Ike Ekweremadu. File photo

The United Kingdom has declined a formal request from the Nigerian government to have former Deputy Senate President Ike Ekweremadu transferred to Nigeria to complete his prison sentence. The decision, reported by The Guardian, underscores the UK’s unwillingness to repatriate Ekweremadu amid concerns about enforcing the remaining term.

Ekweremadu is currently serving a sentence of nine years and eight months in a UK prison after being convicted in 2023 for his role in an organ-trafficking plot. He and his co-conspirators were found guilty of exploiting a young Nigerian man for his kidney in what was described as a conspiracy to have the organ transplanted to Ekweremadu’s daughter.

President Bola Tinubu had sent a delegation to London earlier this month, led by Foreign Affairs Minister Yusuf Tuggar and Attorney-General Lateef Fagbemi, to negotiate the transfer under international prisoner-transfer mechanisms.
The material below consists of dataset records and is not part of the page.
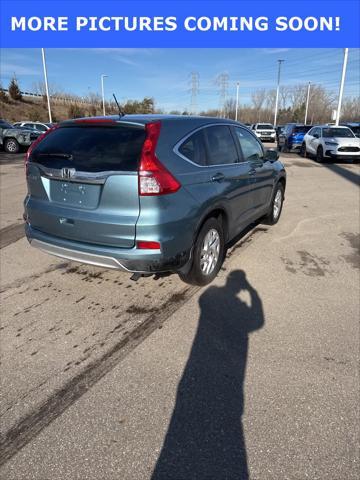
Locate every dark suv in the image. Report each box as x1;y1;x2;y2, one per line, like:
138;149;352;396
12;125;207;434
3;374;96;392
24;115;286;285
278;123;312;152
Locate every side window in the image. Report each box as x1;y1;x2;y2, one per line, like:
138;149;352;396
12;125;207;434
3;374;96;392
235;128;264;162
204;125;239;165
179;130;206;166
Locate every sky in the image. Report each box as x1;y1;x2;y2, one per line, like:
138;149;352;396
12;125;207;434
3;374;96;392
0;48;360;111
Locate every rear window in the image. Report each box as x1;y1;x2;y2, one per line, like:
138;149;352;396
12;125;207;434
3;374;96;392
30;126;145;172
204;125;239;165
293;125;312;133
179;130;206;166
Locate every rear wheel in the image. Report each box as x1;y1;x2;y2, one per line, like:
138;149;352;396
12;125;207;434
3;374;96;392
316;146;324;163
4;138;20;153
179;218;224;285
264;183;284;225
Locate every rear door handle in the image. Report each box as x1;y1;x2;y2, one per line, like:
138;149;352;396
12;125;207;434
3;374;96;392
211;173;225;182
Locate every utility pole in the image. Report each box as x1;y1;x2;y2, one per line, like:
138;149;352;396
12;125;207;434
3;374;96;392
304;82;311;125
335;48;349;126
190;72;199;115
235;82;240;122
41;48;52;123
101;74;108;117
274;60;285;127
216;73;229;118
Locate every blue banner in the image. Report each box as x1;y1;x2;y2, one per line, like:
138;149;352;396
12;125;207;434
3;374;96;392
0;0;360;48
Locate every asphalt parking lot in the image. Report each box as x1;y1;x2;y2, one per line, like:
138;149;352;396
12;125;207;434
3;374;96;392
0;148;360;480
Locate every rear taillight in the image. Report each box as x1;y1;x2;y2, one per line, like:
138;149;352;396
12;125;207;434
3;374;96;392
139;122;181;196
25;125;59;173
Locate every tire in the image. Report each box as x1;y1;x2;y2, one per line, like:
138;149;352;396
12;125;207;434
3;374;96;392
179;217;225;286
4;138;20;153
300;142;307;158
264;182;285;225
316;146;324;163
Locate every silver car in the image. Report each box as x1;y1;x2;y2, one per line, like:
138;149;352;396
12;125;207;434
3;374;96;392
0;119;42;153
300;125;360;163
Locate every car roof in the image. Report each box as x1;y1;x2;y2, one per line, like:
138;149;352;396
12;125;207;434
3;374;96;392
60;113;249;126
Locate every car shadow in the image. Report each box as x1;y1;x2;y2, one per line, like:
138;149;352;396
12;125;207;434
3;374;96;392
151;270;264;480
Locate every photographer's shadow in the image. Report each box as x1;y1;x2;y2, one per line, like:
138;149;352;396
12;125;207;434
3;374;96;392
152;270;264;480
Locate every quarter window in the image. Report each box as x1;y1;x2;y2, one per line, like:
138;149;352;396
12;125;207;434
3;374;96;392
204;125;239;165
235;128;264;162
179;130;206;166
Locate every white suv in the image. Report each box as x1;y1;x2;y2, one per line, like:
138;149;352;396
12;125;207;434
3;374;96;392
252;123;276;142
300;125;360;162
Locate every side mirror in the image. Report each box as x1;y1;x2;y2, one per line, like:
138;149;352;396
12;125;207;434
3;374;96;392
265;148;279;162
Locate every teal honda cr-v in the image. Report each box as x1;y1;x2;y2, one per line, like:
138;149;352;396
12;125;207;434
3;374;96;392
24;115;286;285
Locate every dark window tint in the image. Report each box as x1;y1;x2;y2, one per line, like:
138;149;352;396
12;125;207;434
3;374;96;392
179;130;206;165
235;128;264;162
30;126;145;172
204;125;239;165
33;123;47;132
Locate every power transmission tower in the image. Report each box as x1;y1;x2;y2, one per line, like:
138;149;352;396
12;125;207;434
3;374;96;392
190;72;200;115
216;73;229;117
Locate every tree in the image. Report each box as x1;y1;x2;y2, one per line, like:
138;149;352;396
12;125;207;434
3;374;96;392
8;76;22;100
68;103;85;118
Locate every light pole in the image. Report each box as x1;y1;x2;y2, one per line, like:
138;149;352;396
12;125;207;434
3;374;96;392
304;82;311;125
335;48;349;126
235;82;240;122
274;60;285;127
41;48;52;123
101;75;108;117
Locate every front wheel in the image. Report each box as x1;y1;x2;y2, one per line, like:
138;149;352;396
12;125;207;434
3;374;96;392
179;218;224;286
264;183;284;225
4;138;20;153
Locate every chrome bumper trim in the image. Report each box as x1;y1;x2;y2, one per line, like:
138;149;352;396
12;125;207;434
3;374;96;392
30;238;129;272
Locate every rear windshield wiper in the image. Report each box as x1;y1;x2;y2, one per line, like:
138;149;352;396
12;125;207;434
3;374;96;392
36;152;73;160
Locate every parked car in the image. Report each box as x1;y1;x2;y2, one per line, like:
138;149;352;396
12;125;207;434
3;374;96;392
0;119;40;153
340;122;360;138
13;120;54;133
301;125;360;162
275;125;285;143
278;123;312;152
24;115;286;285
252;123;276;142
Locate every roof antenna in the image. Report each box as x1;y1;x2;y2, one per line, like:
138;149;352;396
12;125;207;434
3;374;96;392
113;93;125;118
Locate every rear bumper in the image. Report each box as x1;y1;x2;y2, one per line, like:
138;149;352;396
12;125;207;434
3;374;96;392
25;225;190;273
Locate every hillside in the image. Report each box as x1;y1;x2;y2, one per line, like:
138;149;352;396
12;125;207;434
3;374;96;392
0;99;100;123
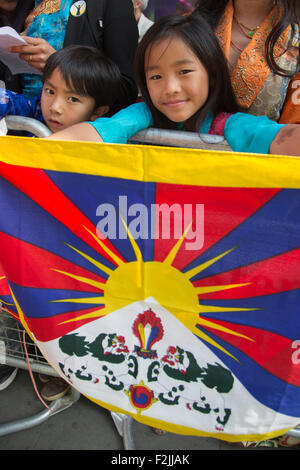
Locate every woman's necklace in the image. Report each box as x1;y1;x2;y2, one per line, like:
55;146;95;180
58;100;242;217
233;16;260;39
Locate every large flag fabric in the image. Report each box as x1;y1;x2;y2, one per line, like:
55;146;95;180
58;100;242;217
0;137;300;441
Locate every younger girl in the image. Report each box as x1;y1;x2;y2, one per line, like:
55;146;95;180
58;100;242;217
48;11;300;155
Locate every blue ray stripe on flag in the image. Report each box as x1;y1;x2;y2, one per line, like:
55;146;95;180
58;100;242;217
183;189;300;281
10;283;104;318
199;328;300;417
199;289;300;339
46;171;156;261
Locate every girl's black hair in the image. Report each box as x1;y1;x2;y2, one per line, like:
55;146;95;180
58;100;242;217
192;0;300;77
43;45;121;107
135;15;239;131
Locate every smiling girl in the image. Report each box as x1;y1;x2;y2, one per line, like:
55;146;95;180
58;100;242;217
49;15;300;155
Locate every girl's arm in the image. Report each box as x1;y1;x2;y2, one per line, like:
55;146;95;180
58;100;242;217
47;103;153;144
224;113;300;156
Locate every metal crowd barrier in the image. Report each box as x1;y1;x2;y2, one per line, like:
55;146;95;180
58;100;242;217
0;116;300;450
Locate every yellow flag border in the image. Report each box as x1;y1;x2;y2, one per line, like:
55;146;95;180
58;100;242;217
0;136;300;189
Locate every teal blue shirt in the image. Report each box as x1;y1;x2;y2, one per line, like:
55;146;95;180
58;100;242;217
90;103;285;154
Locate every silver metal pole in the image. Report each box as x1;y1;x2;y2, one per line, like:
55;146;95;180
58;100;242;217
129;128;232;152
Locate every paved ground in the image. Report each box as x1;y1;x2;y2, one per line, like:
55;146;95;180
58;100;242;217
0;370;300;454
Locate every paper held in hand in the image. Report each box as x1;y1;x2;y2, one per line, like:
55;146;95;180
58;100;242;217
0;26;41;75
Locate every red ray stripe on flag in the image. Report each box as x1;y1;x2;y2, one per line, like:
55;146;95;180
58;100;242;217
193;248;300;299
26;306;104;341
154;184;281;269
0;162;124;264
205;319;300;387
0;232;106;293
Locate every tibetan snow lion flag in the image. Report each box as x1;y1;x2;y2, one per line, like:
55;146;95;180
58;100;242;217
0;137;300;441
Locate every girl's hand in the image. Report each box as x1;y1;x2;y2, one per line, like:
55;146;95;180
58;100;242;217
8;36;55;71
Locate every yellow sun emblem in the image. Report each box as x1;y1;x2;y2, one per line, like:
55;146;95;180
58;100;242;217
52;222;256;359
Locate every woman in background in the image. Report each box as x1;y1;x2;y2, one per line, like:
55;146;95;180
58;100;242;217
193;0;300;123
11;0;138;112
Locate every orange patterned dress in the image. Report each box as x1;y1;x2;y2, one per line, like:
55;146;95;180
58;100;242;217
216;1;300;123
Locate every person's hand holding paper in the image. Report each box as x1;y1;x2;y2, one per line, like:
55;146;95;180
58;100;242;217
0;26;41;74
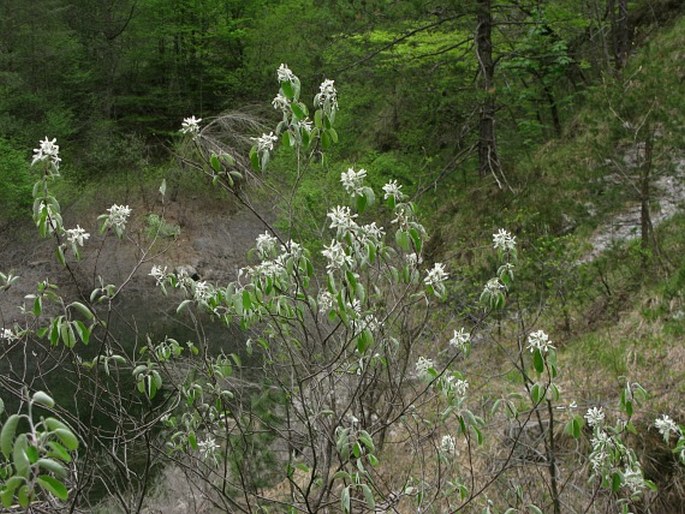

According to sources cited by the UK Ministry of Justice (MoJ), the request was assessed but ultimately rejected because British officials were not convinced that Nigeria could guarantee Ekweremadu would continue serving the full term upon his return.

A UK MoJ insider was quoted as saying that “any prisoner transfer is at our discretion following a careful assessment of whether it would be in the interests of justice.” The same source added strongly that “the UK will not tolerate modern slavery and any offender will face the full force of UK law.”

Ekweremadu’s case first grabbed headlines in 2022 when he, his wife Beatrice, and Dr. Obinna Obeta were arrested in London. The court heard that they had lured a 21-year-old man to the UK under false premises in pursuit of a kidney transplant.

In March 2023, they were convicted under the UK’s Modern Slavery Act — a landmark verdict that marked the first time a public official had been sentenced for organ trafficking in Britain.

With the UK’s rejection, Ekweremadu will remain in a British facility until his sentence is completed. His wife, Beatrice, who initially received a sentence of four years and six months, has already been released and returned to Nigeria.